Back in my competitive paddling days, two of my teammates were former elite synchro swimmers (one of them is now a top-level provincial coach). One day, while swimming together at one of our training camps, they decided to teach us a few synchro moves. I was at the height of my fitness, and yet, I’m not ashamed to say that I thought I would die. Let me say this as indelicately as possible – it’s f*cking hard!
Perfect, a documentary feature created and directed by Montrealer Jérémie Battaglia, dives beyond the sequins and mascara to follow the Canadian synchronised swimming team through the most gruelling year of their lives. After winning gold at the Pan American Games in Toronto these elite athletes and their relentless trainer, Meng Chen, are hungry for a spot at the ultimate competition; Rio De Janeiro 2016. And they’re willing to do whatever it takes to make it as they chase their Olympic dream.
“Most people think synchro is quite easy. They see the smiles, the makeup, the hair gel, the flashy suits, and it’s kind of a joke to them, but it’s a really, really hard sport and really impressive. It’s probably like running an Olympic-level 400-metre sprint while holding your breath. It’s what the top athletes do, plus no oxygen,” says Canadian synchro swim team athlete Claudia Holzner.
“Many people, especially men, don’t consider synchro to be a sport. They’re all girls, it must be easy. But I’d give a lot of money to see each of them try synchro swimming for a day. It’s a women’s sport, yes. But a very difficult women’s sport,” says Canadian synchro swim team captain Marie-Lou Morin.
I think in some ways, there has never been a sport that most encapsulates and mirrors the contradiction between the way women are socialized to appear in the world (pretty, frilly, ultra-feminized, effortlessly happy) and the ugly reality of the invisibility of women’s brute strength and competence.
All the hard stuff happens under water. All the ugly effort and Herculean strength to allow them to emerge smiling and shiny and pretty isn’t seen by anyone else.
Women are taught from a young age to smile and be agreeable. They know that disagreeing or being unpleasant at work or saying “no” in their social lives will brand them as the “difficult one” or the complaining “bitch”. They just smile and pretend to be perfect.
With regards to this sport, I find it unfortunate that such incredible athletic achievement and competence is undermined by so much emphasis on appearance, but then again, one can say that about pretty much anything women endeavour to do…
The pressure to also look perfectly the same is not lost on these girls. In a sport where bodies are weighed, measured and analysed on a regular basis some girls struggle with eating disorders. Many wish synchronised swimming would move with the times, like figure skating or diving, and drop its laser-like focus on body perfection.
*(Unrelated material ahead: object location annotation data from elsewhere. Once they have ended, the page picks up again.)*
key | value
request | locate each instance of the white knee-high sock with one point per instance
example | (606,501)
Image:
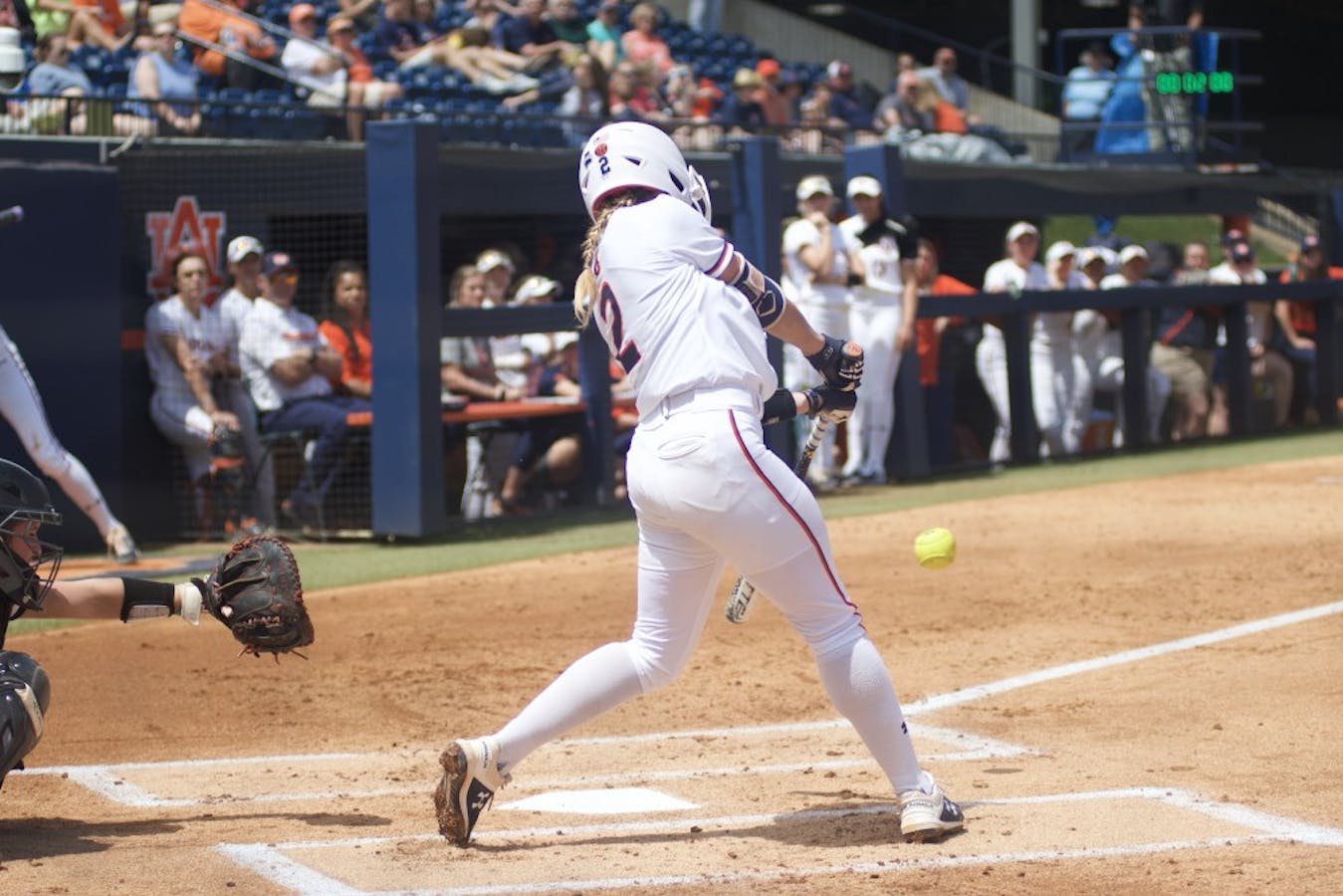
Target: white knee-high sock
(860,688)
(599,681)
But for now, these are the unwritten rules of the game.
With unprecedented access to the team and their trainer, Perfect follows this determined, strong and hard working group of women in their quest to make it to the Olympics. This distinctly Canadian story, told through the French voice of team captain Marie-Lou Morin, and the English voice of Claudia Holzner, follows the ultimate underdogs in their insatiable quest for perfection.
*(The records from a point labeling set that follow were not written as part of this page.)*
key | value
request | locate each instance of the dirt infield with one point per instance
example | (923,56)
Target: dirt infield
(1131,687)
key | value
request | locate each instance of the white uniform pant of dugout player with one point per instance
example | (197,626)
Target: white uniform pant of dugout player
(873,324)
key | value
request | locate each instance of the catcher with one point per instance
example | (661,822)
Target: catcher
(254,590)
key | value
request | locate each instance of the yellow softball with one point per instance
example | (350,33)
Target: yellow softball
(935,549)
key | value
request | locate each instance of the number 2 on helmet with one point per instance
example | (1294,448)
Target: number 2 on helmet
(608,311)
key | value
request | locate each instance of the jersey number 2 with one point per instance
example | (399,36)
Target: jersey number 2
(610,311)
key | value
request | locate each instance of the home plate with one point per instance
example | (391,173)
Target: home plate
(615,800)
Director Jérémie Battaglia has created a beautifully shot film that truly manages to communicate both the grace and gumption of these women as they chase their Olympic dreams. It also points the camera squarely on the physical and psychological demands of high-level competition.
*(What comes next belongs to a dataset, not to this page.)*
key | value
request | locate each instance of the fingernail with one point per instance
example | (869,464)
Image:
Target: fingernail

“The glitter of their swimwear blinds us to the reality that once the make-up is removed, what’s left are high-level, high-performance athletes,” says the Montreal-based director, who moved here from France seven years ago and had his directorial debut making films about Quebec’s Maple Spring student protests in 2012.
“I was introduced to the sport completely by accident through a friend who started working as a manager for Team Canada,” he tells me. “She would talk to me about all the injuries these girls would be experiencing, and I realized that I knew nothing about the sport, other than these sexist, preconceived, unfair notions I had, and I felt like an idiot. I went home and spent a few hours really looking at the sport and realized my mistake. A few days later I came across a Buzzfeed article making fun of synchro swimmers’ faces and that was the pivotal moment when I decided to make a film about the sport.”
Battaglia would spend the next two years following the team and documenting their efforts.
“I never realized how much of a contact sport it is. When we talk about concussions, we often talk about hockey, but these women get a lot of injuries and not nearly the respect,” he tells me.
“Their reality, this story of injustice, sacrifice, this quest for perfection and beauty touched me in a way I couldn’t expect. For me there is something truly universal in their story.”
A short 44-minute version of Battaglia’s film will be broadcast on CBC tonight, but the long 77-minute version, his personal version, will be shown at Cinema du Parc August 4, 5 and 6 (English version), while the French version is currently screening at Cinematheque until August 11.